La descubrí tratando de entrar por una ventana, con un pie casi adentro y el resto del cuerpo fuera, forzado e incomodo, como de contorsionista. Me fijé en ella porque llevaba una sonrisa apagada, como hastiada pero decidida, con unos ojos que brillaban con fuerza. La rara combinación me dejo perpleja. Me descubrí admirándola por un largo rato, producía la misma atracción que una flor silvestre, como si todos los que caminamos con trote continuo y ligero en la ida, siempre nos llamaran esos seres que por sus pasiones, andan en curva derrochando energía.
Hacía tiempo que escuchaba historias sobre ella, dicen que vivía enamorada de esos muros, esos que se veían si escalabas la colina del pueblo, un lugar que parecían las ruinas de un templo en efímera construcción. Era un lugar bello y atrayente durante el día, pero por la noche, sin apenas luz, parecía misterioso, egoísta de visitas y hasta atemorizante. Cuando era pequeña me recordaba al Park Güell, también había que cruzar un bosque para llegar, pero había quedado instalado justo ahí, en medio de nosotros.
Nadie nunca entendió la obsesión, o por lo menos nadie la escucho jamás hablar sobre eso. Si alguien insistía en preguntar, solo obtenía respuestas taciturnas; algo sobre un tesoro, el amor y la perpetuidad. Cosas de locas solían decir. Las locas son seres pacientes y entregados entonces, solía pensar.
Cuentan los vecinos que hacía cosas raras, que bailaba y cantaba dulcemente, como si supiera que algún espectador pegado al picaporte, estaría disfrutando. Dicen también que leía libros cruzada de piernas y sentada en las baldosas de la entrada, a veces en voz alta, a veces silenciosa.
Una mañana en un cafetería escuche unas chicas que cuchicheaban, hablaban de ella, decían que había quien un par de noches obscuras, la vieron entrar a su amada morada, que las puertas traseras finalmente se habían abierto, raro, porque a la mañana siguiente ella estaba afuera, como siempre. Solo un mito pensé, de verla estoy segura de que de entrar, nadie podría haberla sacado de ahí.

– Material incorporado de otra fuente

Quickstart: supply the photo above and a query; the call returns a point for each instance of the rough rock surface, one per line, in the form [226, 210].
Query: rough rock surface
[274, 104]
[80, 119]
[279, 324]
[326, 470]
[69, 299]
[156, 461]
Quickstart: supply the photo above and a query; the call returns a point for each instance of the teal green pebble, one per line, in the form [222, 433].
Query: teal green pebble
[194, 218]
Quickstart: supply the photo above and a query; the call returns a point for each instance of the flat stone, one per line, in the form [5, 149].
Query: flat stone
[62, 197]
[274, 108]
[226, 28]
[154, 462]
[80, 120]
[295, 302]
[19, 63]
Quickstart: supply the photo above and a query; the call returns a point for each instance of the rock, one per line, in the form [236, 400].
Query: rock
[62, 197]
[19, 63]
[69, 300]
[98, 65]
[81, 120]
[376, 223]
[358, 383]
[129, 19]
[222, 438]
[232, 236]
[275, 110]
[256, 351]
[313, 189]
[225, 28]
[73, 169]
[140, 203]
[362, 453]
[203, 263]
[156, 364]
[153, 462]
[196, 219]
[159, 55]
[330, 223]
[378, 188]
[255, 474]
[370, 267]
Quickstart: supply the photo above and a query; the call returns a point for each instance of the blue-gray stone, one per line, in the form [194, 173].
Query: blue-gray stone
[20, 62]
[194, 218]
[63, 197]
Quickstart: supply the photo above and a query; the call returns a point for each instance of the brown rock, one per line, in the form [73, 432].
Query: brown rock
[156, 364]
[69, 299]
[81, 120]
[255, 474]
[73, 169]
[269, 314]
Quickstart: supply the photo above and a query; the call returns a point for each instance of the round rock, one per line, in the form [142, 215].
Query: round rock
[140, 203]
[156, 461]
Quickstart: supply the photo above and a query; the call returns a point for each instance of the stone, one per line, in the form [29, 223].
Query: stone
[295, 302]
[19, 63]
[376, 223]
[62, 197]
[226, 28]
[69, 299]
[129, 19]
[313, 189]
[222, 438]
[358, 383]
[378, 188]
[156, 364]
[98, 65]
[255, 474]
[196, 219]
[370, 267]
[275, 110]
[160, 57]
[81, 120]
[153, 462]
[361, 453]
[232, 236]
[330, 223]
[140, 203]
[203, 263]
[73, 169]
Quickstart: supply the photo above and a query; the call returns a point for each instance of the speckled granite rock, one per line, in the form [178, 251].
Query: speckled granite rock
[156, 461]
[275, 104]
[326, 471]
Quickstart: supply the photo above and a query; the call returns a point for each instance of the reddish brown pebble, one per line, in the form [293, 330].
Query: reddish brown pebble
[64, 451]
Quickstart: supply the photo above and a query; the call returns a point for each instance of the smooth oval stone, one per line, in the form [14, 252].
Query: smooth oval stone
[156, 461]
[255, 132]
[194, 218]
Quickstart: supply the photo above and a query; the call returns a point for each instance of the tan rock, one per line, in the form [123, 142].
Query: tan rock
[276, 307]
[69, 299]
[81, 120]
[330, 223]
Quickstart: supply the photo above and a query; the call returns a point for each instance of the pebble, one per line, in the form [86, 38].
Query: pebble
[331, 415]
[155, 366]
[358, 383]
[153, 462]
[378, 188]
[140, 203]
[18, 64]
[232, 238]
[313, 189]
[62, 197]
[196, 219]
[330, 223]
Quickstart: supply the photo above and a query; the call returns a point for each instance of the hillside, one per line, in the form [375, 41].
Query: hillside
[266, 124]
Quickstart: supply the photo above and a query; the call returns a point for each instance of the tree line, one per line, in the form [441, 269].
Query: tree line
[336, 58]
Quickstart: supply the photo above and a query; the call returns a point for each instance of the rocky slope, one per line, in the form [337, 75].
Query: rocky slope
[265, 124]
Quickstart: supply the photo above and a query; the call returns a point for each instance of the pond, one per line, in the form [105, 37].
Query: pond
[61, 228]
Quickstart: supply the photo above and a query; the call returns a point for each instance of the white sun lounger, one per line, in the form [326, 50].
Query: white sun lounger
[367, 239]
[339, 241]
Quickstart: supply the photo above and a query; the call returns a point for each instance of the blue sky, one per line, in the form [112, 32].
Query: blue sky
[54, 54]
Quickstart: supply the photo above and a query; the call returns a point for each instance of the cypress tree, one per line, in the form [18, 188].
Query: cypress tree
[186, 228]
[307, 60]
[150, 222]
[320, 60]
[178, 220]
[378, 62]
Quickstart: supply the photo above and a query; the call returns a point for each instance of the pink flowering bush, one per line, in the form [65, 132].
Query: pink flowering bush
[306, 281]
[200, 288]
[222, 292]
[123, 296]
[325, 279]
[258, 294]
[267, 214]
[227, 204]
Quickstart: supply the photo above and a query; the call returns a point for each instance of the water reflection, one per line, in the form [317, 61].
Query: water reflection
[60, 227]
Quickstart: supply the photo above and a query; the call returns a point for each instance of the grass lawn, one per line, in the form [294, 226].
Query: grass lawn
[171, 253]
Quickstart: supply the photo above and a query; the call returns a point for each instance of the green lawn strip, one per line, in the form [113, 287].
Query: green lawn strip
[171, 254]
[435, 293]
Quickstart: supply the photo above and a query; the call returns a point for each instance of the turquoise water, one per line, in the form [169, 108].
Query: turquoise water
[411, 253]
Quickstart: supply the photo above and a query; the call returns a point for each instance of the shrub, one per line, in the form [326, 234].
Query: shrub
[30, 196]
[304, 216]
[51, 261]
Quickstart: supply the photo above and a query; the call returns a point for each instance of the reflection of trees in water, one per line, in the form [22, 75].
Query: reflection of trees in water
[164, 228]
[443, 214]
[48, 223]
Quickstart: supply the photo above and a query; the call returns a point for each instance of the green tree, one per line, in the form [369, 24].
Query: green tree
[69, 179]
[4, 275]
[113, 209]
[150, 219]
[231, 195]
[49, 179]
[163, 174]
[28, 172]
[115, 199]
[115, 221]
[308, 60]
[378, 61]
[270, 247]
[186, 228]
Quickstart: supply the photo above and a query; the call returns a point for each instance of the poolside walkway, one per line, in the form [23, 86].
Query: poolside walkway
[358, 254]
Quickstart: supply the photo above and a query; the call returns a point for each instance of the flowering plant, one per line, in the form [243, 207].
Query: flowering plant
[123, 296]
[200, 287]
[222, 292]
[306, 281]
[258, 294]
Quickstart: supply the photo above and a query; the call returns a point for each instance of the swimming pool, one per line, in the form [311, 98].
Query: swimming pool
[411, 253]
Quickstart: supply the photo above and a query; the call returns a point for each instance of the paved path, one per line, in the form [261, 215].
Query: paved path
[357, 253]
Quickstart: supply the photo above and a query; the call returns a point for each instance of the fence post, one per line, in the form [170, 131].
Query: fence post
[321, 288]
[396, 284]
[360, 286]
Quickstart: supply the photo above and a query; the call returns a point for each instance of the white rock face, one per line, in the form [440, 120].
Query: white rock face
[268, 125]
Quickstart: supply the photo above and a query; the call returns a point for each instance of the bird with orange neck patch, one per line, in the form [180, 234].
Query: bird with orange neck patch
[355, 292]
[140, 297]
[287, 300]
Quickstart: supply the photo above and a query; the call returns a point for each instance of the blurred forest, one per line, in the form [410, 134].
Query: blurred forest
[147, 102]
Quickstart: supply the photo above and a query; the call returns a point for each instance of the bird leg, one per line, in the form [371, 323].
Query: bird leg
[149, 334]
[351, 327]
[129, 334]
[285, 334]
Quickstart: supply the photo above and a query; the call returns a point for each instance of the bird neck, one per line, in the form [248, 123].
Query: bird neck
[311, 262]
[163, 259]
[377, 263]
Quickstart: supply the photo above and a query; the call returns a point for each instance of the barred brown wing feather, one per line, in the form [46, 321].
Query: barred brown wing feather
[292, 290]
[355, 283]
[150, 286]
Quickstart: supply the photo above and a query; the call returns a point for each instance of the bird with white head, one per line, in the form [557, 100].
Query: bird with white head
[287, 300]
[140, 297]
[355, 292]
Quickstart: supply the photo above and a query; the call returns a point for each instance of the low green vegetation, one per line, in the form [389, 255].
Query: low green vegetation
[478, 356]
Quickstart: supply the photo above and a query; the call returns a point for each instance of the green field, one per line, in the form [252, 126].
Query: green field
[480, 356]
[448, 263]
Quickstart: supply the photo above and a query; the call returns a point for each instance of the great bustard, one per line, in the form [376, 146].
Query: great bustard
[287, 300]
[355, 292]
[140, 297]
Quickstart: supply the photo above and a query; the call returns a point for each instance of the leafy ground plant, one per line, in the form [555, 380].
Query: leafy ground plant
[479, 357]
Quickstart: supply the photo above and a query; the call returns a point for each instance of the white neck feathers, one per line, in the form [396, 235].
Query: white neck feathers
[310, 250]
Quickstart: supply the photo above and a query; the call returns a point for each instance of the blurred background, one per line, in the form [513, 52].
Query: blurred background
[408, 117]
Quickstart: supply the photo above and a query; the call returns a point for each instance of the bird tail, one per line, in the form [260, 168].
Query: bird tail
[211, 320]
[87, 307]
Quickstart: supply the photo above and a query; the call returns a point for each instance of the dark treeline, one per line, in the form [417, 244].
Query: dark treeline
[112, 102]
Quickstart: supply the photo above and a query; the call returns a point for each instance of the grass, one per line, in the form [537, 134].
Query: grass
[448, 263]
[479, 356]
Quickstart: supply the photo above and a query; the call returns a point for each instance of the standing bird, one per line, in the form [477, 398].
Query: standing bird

Durante una época la vida la llevó por veredas lejanas, como a todos los que en el pueblo no éramos viejos, pensábamos que de madurar se olvidaría del inusitado lugar, pero pude saber que siempre volvía, que cuando lo hacía, a menudo tropezaba a propósito por la misma vereda y tocaba la puerta, arrojaba una piedrita o simplemente se asomaba. Quién diría que esa fachada que lucía grande pero simple, poseía tantos cerrojos que apartaban a corta distancia a su más ferviente adorador. Siempre he pensado que los muros de concreto también esperan gustosos por ventanas que los adornen, aunque eso signifique derribar un pedazo de ellos. Tal vez tanto ella como yo, pensábamos mal.
Con los años, las temporadas sin visitar eran cada vez más pronunciadas, ella, seguía conociendo las grietas en el camino, los bloques y sus ranuras e incluso los colores que cambiaban cuando el sol salía o se ocultaba. Sabía si habían cambiado un adorno o si algún nuevo arbusto había crecido sin permiso. Podría, arriesgo, dibujar su lugar de memoria y errar solo por percepción personal.
Hace poco volví a verla, lucia contenta y serena, me la topé como siempre en su amado pedazo de tierra, pero estaba diferente. Como si el tiempo la hubiera convencido de exonerarse de ese amor que solo la dejaba dar sin recibir. Estaba radiante pero ya no me daba la ilusión de una flor silvestre, el lugar seguía igual de impetuoso, pero ella, ella me dio la impresión de que estaba despidiéndose, que no volvería a tocar esa puerta ni por casualidad. Me atrevo a pensar que finalmente encontró lo que estaba buscando, el tesoro o la magia que tanto había rebuscado, no estaba ahí.
PS: La vi partir, esta historia está escrita sin verla volver.